Using Relative Links in Metalsmith

Christian Emmer
Christian Emmer
May 21, 2020 · 4 min read

Relative links in HTML increases a site's portability to be hosted from anywhere, and it's easy to automatically convert links in Metalsmith projects.

The main reason you would want to use relative links rather than semi-absolute links (those that start with /) is to make your output more portable, so it can be hosted from any directory. For example, JetBrains IDEs serve HTML files at localhost:<port>/www/<path>, though that's a very specific example.

Project setup

To keep this article short and to the point we're not going to set up a full website, just enough to show sample usage. See "Starting a Metalsmith Project" for a more complete article on how to set up a Metalsmith project.

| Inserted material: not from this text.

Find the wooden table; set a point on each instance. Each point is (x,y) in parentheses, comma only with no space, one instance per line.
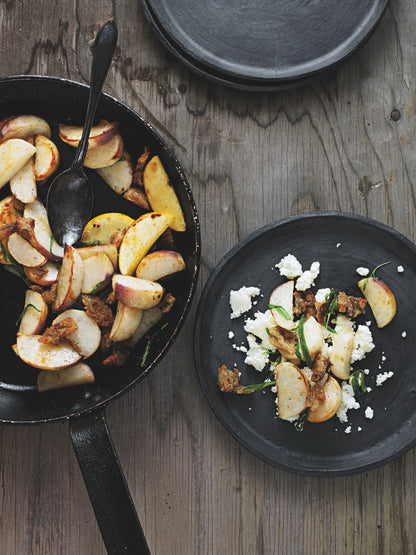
(347,142)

Starting a Metalsmith Project

Sep 19, 2019 · 12 min read

Metalsmith is a plugin-based static site generator originally from Segment. It's a current favorite of mine because of how sites are built as a pipeline of plugins where the output of each plugin is the input of the next. This allows for strong control over what happens and when it happens.

Starting a Metalsmith Project

Installing packages

Starting with an empty project, install some Metalsmith packages:

npm install --save metalsmith metalsmith-html-relative

Source file structure

Create the following directories and files for use in the build pipeline:

.
├── index.js
└── src
    ├── contact
    │   └── index.html
    ├── index.html
    └── static
        └── css
            └── styles.css

No need to fill in src/static/css/styles.css, it just needs to exist.

Writing the source files

Let's fill in the HTML files such that they reference each other and our CSS:

<!-- src/index.html -->

<!DOCTYPE html>
<html lang="en">
<head>
    <title>Home</title>
    <link rel="stylesheet" href="/static/css/styles.css">
</head>
<body>
<h1>Home</h1>
<a href="/index.html">Home</a>
<a href="/contact/index.html">Contact</a>
</body>
</html>
<!-- src/contact/index.html -->

<!DOCTYPE html>
<html lang="en">
<head>
    <title>Contact</title>
    <link rel="stylesheet" href="/static/css/styles.css">
</head>
<body>
<h1>Contact</h1>
<a href="/index.html">Home</a>
<a href="/contact/index.html">Contact</a>
</body>
</html>

Then set up your index.js file like this:

const Metalsmith = require('metalsmith');
const relative   = require('metalsmith-html-relative');

Metalsmith(__dirname)
    .source('./src')         // source directory for the pipeline
    .use(relative())         // convert all local links to be relative links
    .destination('./build')  // destination directory of the pipeline
    .clean(true)             // clean the destination directory before build
    .build(err => {          // execute the build
        if (err) {
            throw err;
        }
    });

This will:

  • Convert all local resource links (hyperlinks, CSS, JavaScript, images, etc.) in all HTML files to be relative.
  • Copy everything in src/ to build/.

See the metalsmith-html-relative options for other available options.

Build and output

Run the build command like normal:

node index

And you'll get output similar to (minus comments):

<!-- build/index.html -->

<!DOCTYPE html>
<html lang="en">
<head>
    <title>Home</title>
    <link rel="stylesheet" href="static/css/styles.css">  <!-- previously: /static/css/styles.css -->
</head>
<body>
<h1>Home</h1>
<a href="index.html">Home</a>  <!-- previously: /index.html -->
<a href="contact/index.html">Contact</a>  <!-- previously: /contact/index.html -->
</body>
</html>
<!-- build/contact/index.html -->

<!DOCTYPE html>
<html lang="en">
<head>
    <title>Contact</title>
    <link rel="stylesheet" href="../static/css/styles.css">  <!-- previously: /static/css/styles.css -->
</head>
<body>
<h1>Contact</h1>
<a href="../index.html">Home</a>  <!-- previously: /index.html -->
<a href="index.html">Contact</a>  <!-- previously: /contact/index.html -->
</body>
</html>

Note that no local resource link begins with a forward slash (/), and there are a number of links that start with a parent directory reference (../).

Conclusion

Admittedly the use cases for all of this are limited, but you can definitely save some time if you need it!